Anne Frank Revisited

Bob Moore | 25 January 2018

Jewish History | Public History | European History | Modern History

Anne Frank, 1940 [Via WikiCommons

It is more than seventy years since the first publication of the first Dutch version of Anne Frank’s diary appeared in print. It was followed by both English and American editions in 1952 and subsequently translated into more than 60 languages to become perhaps the most iconic text to emanate from the Holocaust period.

The writings of a young girl, albeit in extreme circumstances, trying to make sense of growing up and writing about her hopes and fears, struck a chord with successive generations of young people across the globe. Sales figures bear witness to its popularity as a text, but that also made it a target for Holocaust deniers – undermine the veracity of the text and you undermine the veracity of the Holocaust itself. One of the deniers’ arguments was that there were different versions of the diary and they could not have been written by the same person.

In response, the custodians of the diary, the Netherlands Institute for War Documentation published what they described as the ‘critical’ edition in 1989 where they placed the various versions side by side, to show how they had been edited and changed by Anne herself. The book also contained chapters about the Frank family and the circumstances of their betrayal.

An unwieldy tome and not really designed for the mass market, it inevitably did nothing to convince hard-line deniers, and was itself subsequently undermined by the admission that there were a number of diary pages that had been withheld from previous publications because Otto Frank had deemed them too critical of Anne’s mother, Edith.

Twenty five years on and with the copyrights on the various versions of the diary coming closer to expiry, albeit staunchly defended by the lawyers of the Fondation Anne Frank in Basle, funds were found to mount a comprehensive re-evaluation of the diary. Martin van Gelderen (Lichenberg Kolleg) and Raphael Gross (Fritz Bauer Institut) led a team of scholars and translators who have gone back to the original manuscript diary to produce a new version. Their work has uncovered innumerable flaws in the earlier transcriptions.

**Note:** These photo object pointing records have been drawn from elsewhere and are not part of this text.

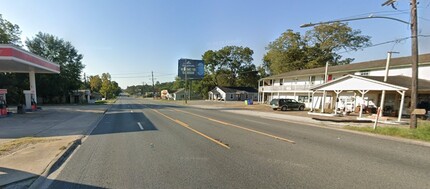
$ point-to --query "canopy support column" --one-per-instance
(323, 102)
(32, 77)
(337, 100)
(401, 105)
(363, 92)
(312, 101)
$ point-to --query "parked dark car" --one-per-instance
(284, 104)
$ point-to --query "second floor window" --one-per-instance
(364, 73)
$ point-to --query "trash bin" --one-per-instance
(249, 102)
(20, 109)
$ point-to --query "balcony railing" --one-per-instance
(285, 88)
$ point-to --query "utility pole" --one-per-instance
(414, 59)
(387, 69)
(186, 82)
(153, 86)
(414, 88)
(143, 87)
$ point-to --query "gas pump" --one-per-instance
(30, 103)
(3, 103)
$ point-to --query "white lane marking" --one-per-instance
(140, 125)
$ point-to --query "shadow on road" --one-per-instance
(29, 179)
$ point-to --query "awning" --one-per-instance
(355, 82)
(16, 60)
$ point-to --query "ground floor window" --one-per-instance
(304, 99)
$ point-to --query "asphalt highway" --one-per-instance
(146, 144)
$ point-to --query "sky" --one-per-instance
(132, 38)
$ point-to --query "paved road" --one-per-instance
(184, 147)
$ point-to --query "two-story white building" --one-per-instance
(302, 85)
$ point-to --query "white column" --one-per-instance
(323, 101)
(32, 76)
(363, 92)
(312, 101)
(401, 105)
(337, 97)
(262, 100)
(382, 103)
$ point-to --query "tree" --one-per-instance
(9, 33)
(228, 64)
(95, 83)
(106, 88)
(116, 90)
(292, 51)
(63, 53)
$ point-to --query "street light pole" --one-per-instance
(414, 87)
(186, 82)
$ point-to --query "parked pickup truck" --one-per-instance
(285, 103)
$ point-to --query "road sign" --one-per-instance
(195, 68)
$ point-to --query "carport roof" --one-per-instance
(355, 82)
(15, 59)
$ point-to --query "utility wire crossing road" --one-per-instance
(149, 144)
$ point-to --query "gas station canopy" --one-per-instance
(16, 60)
(13, 59)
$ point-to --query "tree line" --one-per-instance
(51, 88)
(233, 65)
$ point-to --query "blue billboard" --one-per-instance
(195, 69)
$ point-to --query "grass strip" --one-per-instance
(17, 144)
(421, 133)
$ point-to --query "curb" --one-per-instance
(57, 162)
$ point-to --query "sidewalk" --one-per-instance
(43, 137)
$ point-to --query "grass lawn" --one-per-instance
(421, 133)
(110, 101)
(17, 144)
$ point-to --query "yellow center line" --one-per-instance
(195, 131)
(237, 126)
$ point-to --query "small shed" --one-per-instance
(233, 93)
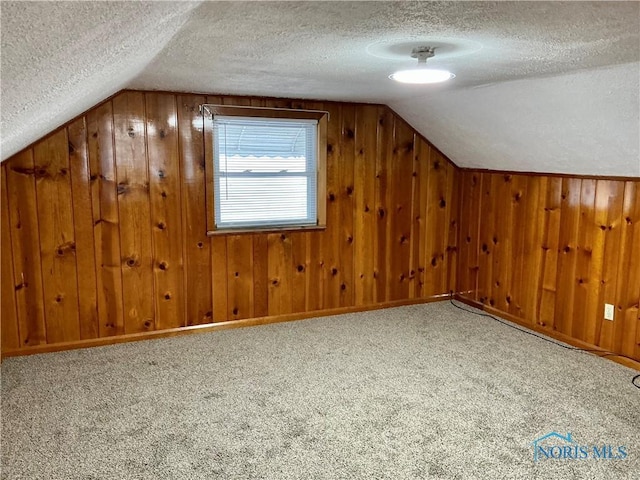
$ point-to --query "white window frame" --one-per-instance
(213, 178)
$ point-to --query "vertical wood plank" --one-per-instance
(534, 237)
(364, 203)
(627, 315)
(196, 245)
(134, 212)
(401, 173)
(609, 199)
(567, 254)
(586, 268)
(8, 308)
(240, 277)
(25, 241)
(452, 220)
(345, 230)
(382, 267)
(57, 239)
(550, 248)
(83, 215)
(260, 275)
(106, 222)
(332, 234)
(280, 273)
(299, 272)
(166, 209)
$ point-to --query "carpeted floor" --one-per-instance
(424, 391)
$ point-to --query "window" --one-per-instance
(267, 168)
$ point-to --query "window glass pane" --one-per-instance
(269, 200)
(265, 171)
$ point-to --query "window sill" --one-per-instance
(240, 231)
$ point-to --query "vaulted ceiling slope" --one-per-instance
(540, 86)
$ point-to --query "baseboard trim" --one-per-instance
(627, 362)
(211, 327)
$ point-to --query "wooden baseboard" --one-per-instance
(210, 327)
(626, 361)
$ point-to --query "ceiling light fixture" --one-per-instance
(422, 74)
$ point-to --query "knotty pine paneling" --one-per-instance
(552, 251)
(104, 225)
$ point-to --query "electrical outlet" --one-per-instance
(608, 311)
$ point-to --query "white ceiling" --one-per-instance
(540, 86)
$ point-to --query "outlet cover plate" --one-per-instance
(608, 311)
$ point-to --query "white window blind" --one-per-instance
(265, 172)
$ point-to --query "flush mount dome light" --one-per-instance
(422, 74)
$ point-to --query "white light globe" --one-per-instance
(421, 75)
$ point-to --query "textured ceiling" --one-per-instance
(540, 86)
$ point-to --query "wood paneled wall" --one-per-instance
(552, 251)
(104, 226)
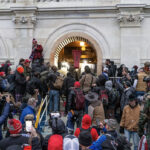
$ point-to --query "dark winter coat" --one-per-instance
(68, 83)
(17, 140)
(125, 97)
(20, 82)
(4, 116)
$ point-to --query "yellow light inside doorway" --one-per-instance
(82, 43)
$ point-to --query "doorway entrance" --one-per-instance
(64, 58)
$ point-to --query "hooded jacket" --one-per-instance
(58, 128)
(86, 124)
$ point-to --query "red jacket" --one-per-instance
(86, 123)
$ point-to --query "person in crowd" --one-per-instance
(20, 82)
(37, 50)
(139, 84)
(86, 126)
(21, 62)
(128, 90)
(30, 117)
(144, 124)
(110, 68)
(58, 128)
(27, 69)
(68, 83)
(6, 67)
(85, 140)
(130, 119)
(95, 109)
(102, 91)
(120, 69)
(4, 84)
(105, 73)
(15, 138)
(113, 96)
(30, 109)
(70, 142)
(5, 112)
(87, 80)
(126, 76)
(75, 106)
(134, 71)
(54, 93)
(101, 143)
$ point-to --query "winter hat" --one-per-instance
(112, 123)
(85, 138)
(86, 121)
(20, 69)
(70, 143)
(27, 61)
(2, 74)
(14, 126)
(77, 84)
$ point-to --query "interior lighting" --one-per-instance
(82, 43)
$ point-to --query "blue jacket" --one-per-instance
(26, 111)
(3, 117)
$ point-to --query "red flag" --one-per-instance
(76, 56)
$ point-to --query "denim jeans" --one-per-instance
(135, 137)
(53, 100)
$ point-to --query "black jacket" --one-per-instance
(67, 84)
(51, 80)
(20, 82)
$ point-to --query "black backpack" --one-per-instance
(120, 143)
(110, 143)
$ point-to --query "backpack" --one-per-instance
(123, 143)
(58, 82)
(55, 142)
(79, 99)
(109, 143)
(104, 97)
(70, 142)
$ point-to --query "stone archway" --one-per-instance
(96, 38)
(84, 37)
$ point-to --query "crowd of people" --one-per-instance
(103, 112)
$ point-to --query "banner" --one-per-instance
(76, 56)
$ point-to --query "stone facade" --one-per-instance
(117, 29)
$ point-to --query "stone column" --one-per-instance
(130, 20)
(24, 20)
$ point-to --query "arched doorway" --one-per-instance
(63, 57)
(71, 37)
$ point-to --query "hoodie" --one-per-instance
(86, 124)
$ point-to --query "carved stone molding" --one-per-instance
(131, 20)
(24, 19)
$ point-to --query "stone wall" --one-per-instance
(118, 29)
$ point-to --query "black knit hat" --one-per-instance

For example, a fresh look at the manuscript shows that Anne often made errors and used German rather than Dutch grammatical constructions in her writing. This is especially ironic given the sometimes cruel jibes she made about her mother’s lack of competence in the language. Such errors seem to have been elided out in earlier versions.

A close reading of the diary also betrays Anne’s reliance for her writing style on the various Dutch authors she read as a child, not least the novels of Dutch children’s author Cissy van Marxveldt. Moreover, the sections that she was rewriting in 1944 show how her style changed as she got older and was influenced by other authors she read while in the Achterhuis. This on its own will force a literary reappraisal of the diary and provide a much more nuanced view of her writings.

This new set of publications will undoubtedly change the scholarly landscape surrounding Anne Frank’s legacy, not least in encouraging comparison with another recently discovered contemporary diary of Carry Ulreich, a teenage Jewish girl who survived the occupation in hiding in Rotterdam. That said, Anne Frank the symbol shows no sign of losing its status. Within the last six months alone, there have been at least two major controversies.

The first involved a Deutsche Bahn plan to name one of its new ICE trains after Anne Frank. While the idea sparked a great deal of debate, it was mediated by the Fondation’s insistence on a contextual explanation in the train itself. Far more extreme and deliberately provocative was distribution by neo-fascist fans of SS Lazio football club of stickers showing Anne Frank wearing a shirt of their arch rivals AS Roma. Such was the public outcry that the Italian football federation ordered a reading from the diary at all Serie A matches the following week – something that rather backfired when it led to further ugly scenes elsewhere.

Although an updated and more accurate version of the diary will undoubtedly be of benefit to academic and scholars, will it put an end to the use and misuse of Anne Frank as a symbol? Somehow I doubt it.

The Dagboek van Anne Frank will be published in Dutch by Prometheus in 2018 and in English and German translations by Cambridge University Press and Fischer Verlag respectively in 2019. Carry Ulreich‘s Nachts droom ik van vrede. Oorlogsdagboek 1941-1945 was published by Uitgeverij Mozaïek in 2016.

Bob Moore is Professor of 20th Century European History at The University of Sheffield. His research is centred on the Second World War and Holocaust in Western Europe. He is currently a vitisting fellow at the Lichtenberg-Kolleg in Goettingen and Distinguished Research Fellow at the Institut fuer Zeitgeschichte, Munich.